Each type which is input to testing expression must be instance of Arbitrary typeclass, see the link for more details. This typeclass is used for automatic generation of random inputs and for input shrinking (minimization of counterexample). Here is an example instance for tree-like structure:

data Filesystem = Folder [Filesystem]
                | File
                deriving ( Show )

instance Arbitrary Filesystem where
    arbitrary = sized arbitraryFilesystem
    shrink (Folder sub) = File : map Folder (shrink sub)
    shrink File         = []


arbitraryFilesystem :: Int -> Gen Filesystem
arbitraryFilesystem 0 = return File
arbitraryFilesystem n = frequency [ (3, choose (0, 5) >>= liftM Folder . arbitraryFSList n)
                                  , (1, return File)
                                  ]

arbitraryFSList :: Int -> Int -> Gen [Filesystem]
arbitraryFSList _ 0 = return []
arbitraryFSList n l = liftM2 (:) (arbitraryFilesystem (n `div` l)) (arbitraryFSList n (l - 1))

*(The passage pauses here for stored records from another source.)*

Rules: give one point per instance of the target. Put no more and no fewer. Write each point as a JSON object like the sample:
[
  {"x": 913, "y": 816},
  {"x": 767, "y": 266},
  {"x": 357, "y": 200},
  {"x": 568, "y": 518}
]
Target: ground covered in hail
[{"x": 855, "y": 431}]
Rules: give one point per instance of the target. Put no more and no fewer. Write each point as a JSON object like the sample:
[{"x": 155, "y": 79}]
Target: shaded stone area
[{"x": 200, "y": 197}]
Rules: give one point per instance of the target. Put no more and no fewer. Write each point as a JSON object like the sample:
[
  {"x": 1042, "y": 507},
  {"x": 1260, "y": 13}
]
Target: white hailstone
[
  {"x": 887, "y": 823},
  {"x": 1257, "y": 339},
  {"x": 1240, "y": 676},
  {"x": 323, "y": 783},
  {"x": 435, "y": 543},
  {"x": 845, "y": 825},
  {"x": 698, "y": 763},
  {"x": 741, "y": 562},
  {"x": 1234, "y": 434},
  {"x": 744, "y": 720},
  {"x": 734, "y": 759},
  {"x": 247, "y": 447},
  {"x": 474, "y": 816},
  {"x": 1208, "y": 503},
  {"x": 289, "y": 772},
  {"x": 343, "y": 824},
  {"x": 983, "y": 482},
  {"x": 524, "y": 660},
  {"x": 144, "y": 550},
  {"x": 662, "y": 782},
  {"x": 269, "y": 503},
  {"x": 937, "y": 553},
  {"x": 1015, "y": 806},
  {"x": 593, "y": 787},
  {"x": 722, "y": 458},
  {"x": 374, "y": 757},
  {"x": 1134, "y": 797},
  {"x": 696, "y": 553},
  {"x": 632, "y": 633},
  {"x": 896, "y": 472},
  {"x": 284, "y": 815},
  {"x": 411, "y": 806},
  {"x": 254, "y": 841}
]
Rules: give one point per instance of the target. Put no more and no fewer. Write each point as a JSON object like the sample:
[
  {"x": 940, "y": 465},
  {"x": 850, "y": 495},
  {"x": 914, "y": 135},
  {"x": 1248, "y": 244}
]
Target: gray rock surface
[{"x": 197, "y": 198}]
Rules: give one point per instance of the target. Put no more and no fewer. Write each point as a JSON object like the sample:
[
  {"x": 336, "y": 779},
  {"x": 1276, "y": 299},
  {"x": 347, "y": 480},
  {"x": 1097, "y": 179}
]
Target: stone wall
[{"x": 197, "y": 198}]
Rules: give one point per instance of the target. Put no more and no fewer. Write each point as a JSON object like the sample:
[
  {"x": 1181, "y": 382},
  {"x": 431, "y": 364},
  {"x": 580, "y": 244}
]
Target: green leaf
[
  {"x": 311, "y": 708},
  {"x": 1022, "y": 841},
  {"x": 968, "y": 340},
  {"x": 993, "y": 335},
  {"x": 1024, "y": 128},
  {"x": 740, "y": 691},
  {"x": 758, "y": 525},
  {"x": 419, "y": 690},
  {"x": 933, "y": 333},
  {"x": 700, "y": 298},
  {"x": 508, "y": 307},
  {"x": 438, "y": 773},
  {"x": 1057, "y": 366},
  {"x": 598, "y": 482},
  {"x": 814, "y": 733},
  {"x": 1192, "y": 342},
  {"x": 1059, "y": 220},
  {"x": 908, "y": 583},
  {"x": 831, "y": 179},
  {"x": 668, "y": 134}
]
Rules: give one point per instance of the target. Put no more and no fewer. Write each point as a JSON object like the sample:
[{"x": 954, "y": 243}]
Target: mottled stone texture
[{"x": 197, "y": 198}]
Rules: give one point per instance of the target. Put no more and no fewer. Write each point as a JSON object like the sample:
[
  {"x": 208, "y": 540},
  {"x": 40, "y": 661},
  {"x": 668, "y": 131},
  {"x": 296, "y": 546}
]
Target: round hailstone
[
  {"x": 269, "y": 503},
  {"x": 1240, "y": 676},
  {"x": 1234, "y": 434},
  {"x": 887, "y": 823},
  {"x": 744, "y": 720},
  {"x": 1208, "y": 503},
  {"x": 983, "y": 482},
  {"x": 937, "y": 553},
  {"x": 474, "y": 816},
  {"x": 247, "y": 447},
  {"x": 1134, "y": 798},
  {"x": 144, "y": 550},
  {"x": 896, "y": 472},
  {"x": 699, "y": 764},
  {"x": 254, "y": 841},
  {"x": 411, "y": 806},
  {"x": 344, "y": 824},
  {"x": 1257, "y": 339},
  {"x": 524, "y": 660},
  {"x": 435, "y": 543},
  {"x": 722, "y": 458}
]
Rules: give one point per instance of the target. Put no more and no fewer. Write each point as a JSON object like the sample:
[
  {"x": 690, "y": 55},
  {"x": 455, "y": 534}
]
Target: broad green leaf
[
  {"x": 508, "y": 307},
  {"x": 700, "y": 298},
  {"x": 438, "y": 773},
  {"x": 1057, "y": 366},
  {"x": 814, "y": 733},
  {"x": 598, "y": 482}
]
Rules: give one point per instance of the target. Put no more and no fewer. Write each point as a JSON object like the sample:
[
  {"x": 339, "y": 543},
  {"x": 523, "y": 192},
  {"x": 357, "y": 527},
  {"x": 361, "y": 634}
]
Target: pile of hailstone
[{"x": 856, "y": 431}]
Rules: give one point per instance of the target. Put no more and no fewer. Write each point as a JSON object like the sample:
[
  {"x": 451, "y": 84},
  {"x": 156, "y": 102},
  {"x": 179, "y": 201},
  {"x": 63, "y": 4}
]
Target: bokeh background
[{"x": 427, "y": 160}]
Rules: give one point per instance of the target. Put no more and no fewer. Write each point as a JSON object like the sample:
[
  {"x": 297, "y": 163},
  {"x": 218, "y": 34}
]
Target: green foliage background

For recursive structures, sized combinator should be used to implement arbitrary (note that the size parameter is decremented in arbitraryFSList). frequency combinator chooses from one of the generators from the list, each with probability proportional to first value in the tuple.

Test Options for Haskell

There are two types of test options:

• Preprocessing options, which direct how the student's and teacher's file is processed before it is run.
  • these include the inject directives and the -- @ exts: directive which specifies GHC extensions which should be enabled in the student's file.
• Testing options which affect generation of the test expression by the Template Haksell testing library. These are normall Haskell variables in the teacher file.
  • expr :: String -- specifies the name of the test expession; this is the only mandatory option.
  • pattern :: Q Pat -- specifies the pattern of the generated test inputs.
  • typeOrder :: Test.Expr.Type.TypeOrder -- specifies the allowed relation between the teacher's and student's type. Please note that you have to import the corresponding type and value constructor from the Test.Expr.Type module.
  • timeout :: Integer -- a timeout in seconds.
  • evaluator :: (…) -> IO () -- optionally, the teacher can provide an evaluator instead of their own solution, it his case, the QuickCheck comparison expression is not generated and the student's solution is passed as the only argument to the evaluator. The evaluator must end with non-zero exit code if and only if the student failed.